The BP Koirala Center for Ophthalmic Studies requested IOLs 
(intraocular lenses) for cataract surgery from HHN, pledging 
to do these surgeries free-of-cost to indigent Nepalis in rural 
and remote eye camps.  Cataracts continue to be a large source 
of avoidable blindness in Nepal.  HHN secured a very generous 
donation of thousands of IOLs for cataract surgery from Bausch 
and Lomb.

HHN then successfully requested assistance from UPS in shipping 
the IOL donation to Nepal.  HHN is indebted to UPS for carrying 
the lenses to Bangkok, Thailand, and to Royal Nepal Airlines for 
carrying them the last leg of the trip to Kathmandu, Nepal.

HHN began an online correspondence with a returned Peace Corps 
Volunteer (PCV).  She still had PCV friends in Nepal and through 
her HHN received requests for specific books for various Nepali 
village schools throughout the country.  HHN successfully conducted 
a book drive to meet these needs, sending 2,000 pounds of books to 
these various Peace Corps Volunteers.  

This began a yearly HHN book drive for specific books requested for 
Nepali village schools.  The main members of the book drive are the 
Bartlett Book Brigade, retired teachers from Bartlett High School 
in Anchorage, Alaska.  Books went to the Peace Corps/Nepal for 
distribution and use by PCVs and their Nepali counterparts.  Books 
now are distributed by Rato Bangala School through their 
teacher-training program.  

The BP Koirala Center for Ophthalmic Studies in Kathmandu is part of 
Tribhuvan University.  The Center requested HHN's assistance in 
obtaining professional ophthalmic journals for their library, which 
at that time received none on a regular basis.  After learning from 
HHN about the BPK Center's library for staff and students, Elsevier 
Science graciously donated subscriptions to Ophthalmology and 
American Journal of Ophthalmology.

After attending an informational presentation by HHN, the Medical 
Librarian at the Alaska Native Medical Center, herself a returned 
Peace Corps Volunteer, began saving medical texts and journals for 
the teaching hospitals in Nepal.  This kind soul even boxes the 
books for shipment in M-bags.  HHN ships the books and facilitates 
their placement in Nepal.

Rotary District 5010, Anchorage Rotary Clubs, and the Rotary Club of 
Kantipur in Nepal have been phenomenal in working with HHN to 
alleviate avoidable blindness.  The first Rotary Matching Grant 
provided portable ophthalmic surgical equipment for use in rural and 
remote eye camps.  We worked in conjunction with Spectrum 
Ophthalmics and Lombart-Midwest to provide quality surgical 
equipment. DHL assisted with shipment.  Partnering with the BP 
Koirala Center for Ophthalmic Studies, these same Rotary Clubs 
also made possible eye screening for thousands of school children,
including eye glasses and surgery as needed.  

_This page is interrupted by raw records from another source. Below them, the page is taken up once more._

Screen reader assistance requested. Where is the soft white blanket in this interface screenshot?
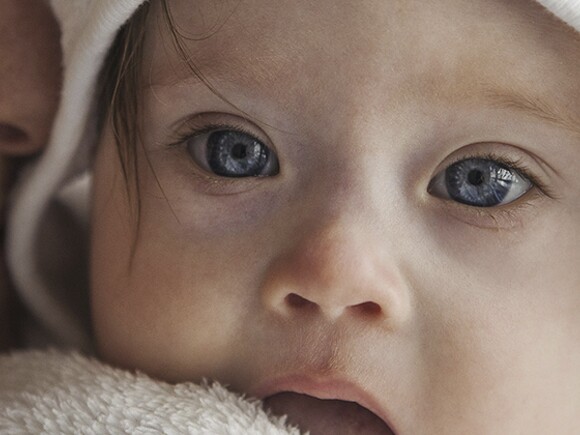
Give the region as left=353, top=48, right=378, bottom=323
left=0, top=351, right=300, bottom=435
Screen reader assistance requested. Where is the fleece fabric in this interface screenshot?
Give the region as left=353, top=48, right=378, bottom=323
left=7, top=0, right=580, bottom=356
left=0, top=351, right=300, bottom=435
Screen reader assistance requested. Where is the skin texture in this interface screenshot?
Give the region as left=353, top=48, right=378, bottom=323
left=0, top=0, right=61, bottom=348
left=91, top=0, right=580, bottom=435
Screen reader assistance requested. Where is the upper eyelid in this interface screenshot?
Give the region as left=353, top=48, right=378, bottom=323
left=169, top=112, right=276, bottom=146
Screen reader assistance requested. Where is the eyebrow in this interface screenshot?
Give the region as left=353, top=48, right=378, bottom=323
left=484, top=88, right=580, bottom=136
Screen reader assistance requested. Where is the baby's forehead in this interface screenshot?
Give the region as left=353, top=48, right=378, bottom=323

As a result of HHN's presentation to the Director of Alaska Regional 
Hospital, the medical facility donated and recycled non-utilized 
surgical items to teaching hospitals in Nepal through HHN.

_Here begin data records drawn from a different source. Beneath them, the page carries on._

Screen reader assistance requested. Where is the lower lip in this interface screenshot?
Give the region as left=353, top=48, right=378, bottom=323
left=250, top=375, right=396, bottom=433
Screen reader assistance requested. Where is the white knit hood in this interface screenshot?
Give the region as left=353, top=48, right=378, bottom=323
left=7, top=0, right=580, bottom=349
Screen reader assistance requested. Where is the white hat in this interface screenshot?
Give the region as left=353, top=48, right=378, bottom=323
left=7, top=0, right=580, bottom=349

The BP Koirala Center for Ophthalmic Studies recognized the need for a 
mid-level oph-thalmic-care professional in Nepal.  With no initial 
instructors, materials, or curriculum, their visionary Executive Director 
started a School of Optometry--a new profession in Nepal.  An appeal 
was made to HHN for optometry instructors.

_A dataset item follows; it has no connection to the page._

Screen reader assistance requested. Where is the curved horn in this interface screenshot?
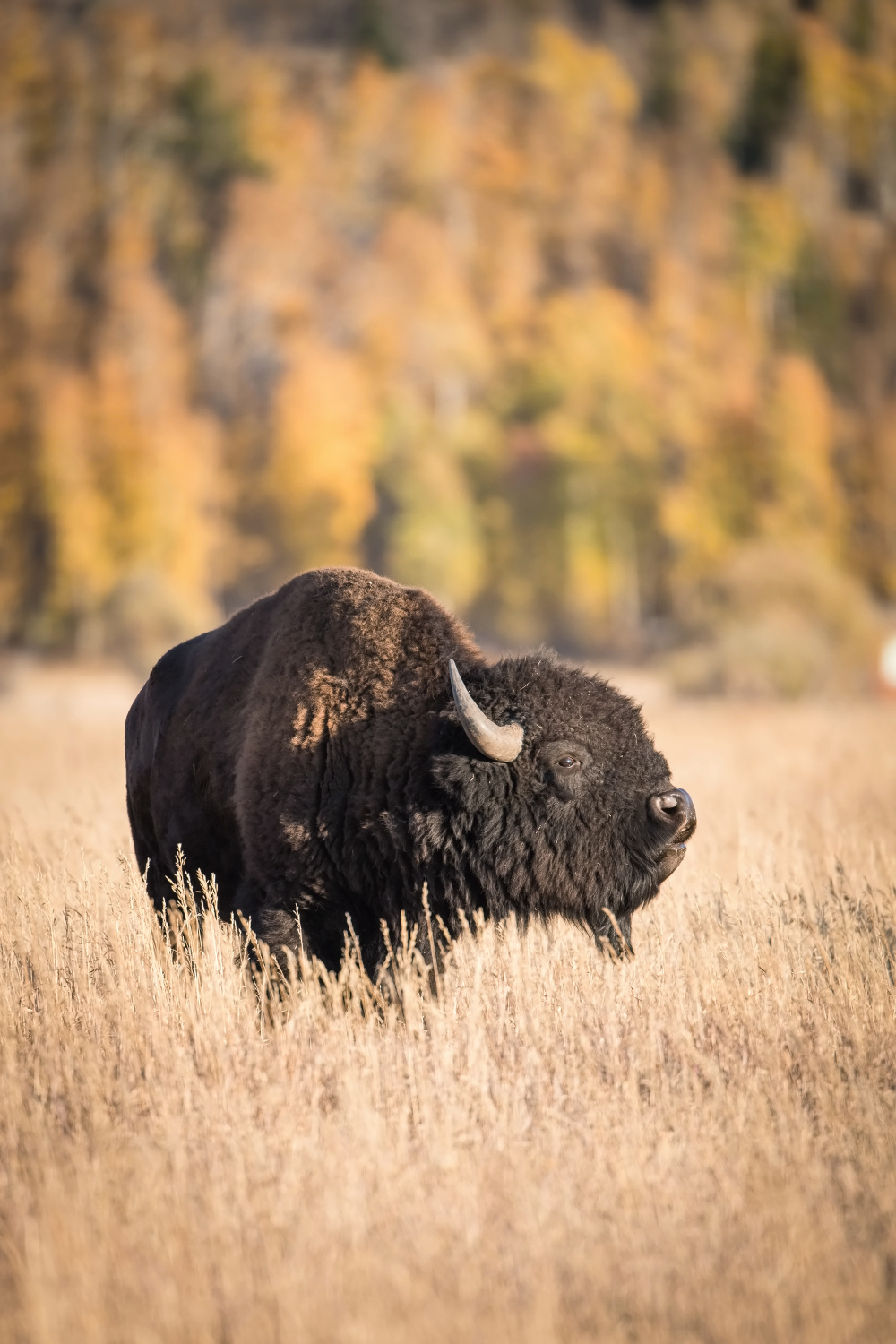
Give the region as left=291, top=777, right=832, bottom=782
left=449, top=659, right=522, bottom=761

Correspondence with the World Council of Optometry provided a 
series of excellent, but temporary, instructors from the U.S. 
and Canada, while HHN lobbied the Peace Corps in Washington, DC,
and Nepal to create a new Peace Corps Volunteer (PCV) position 
at the BPK Center.  Eventually, this was granted and the search 
was on to find an optometrist for this position.

HHN actively wrote Optometry Schools and professional journals 
in the U.S. telling of this new PCV position, successfully 
locating an interested new graduate.  This wonderful young 
lady taught at the Center and created curriculum and materials 
for the Center staff to use after she left.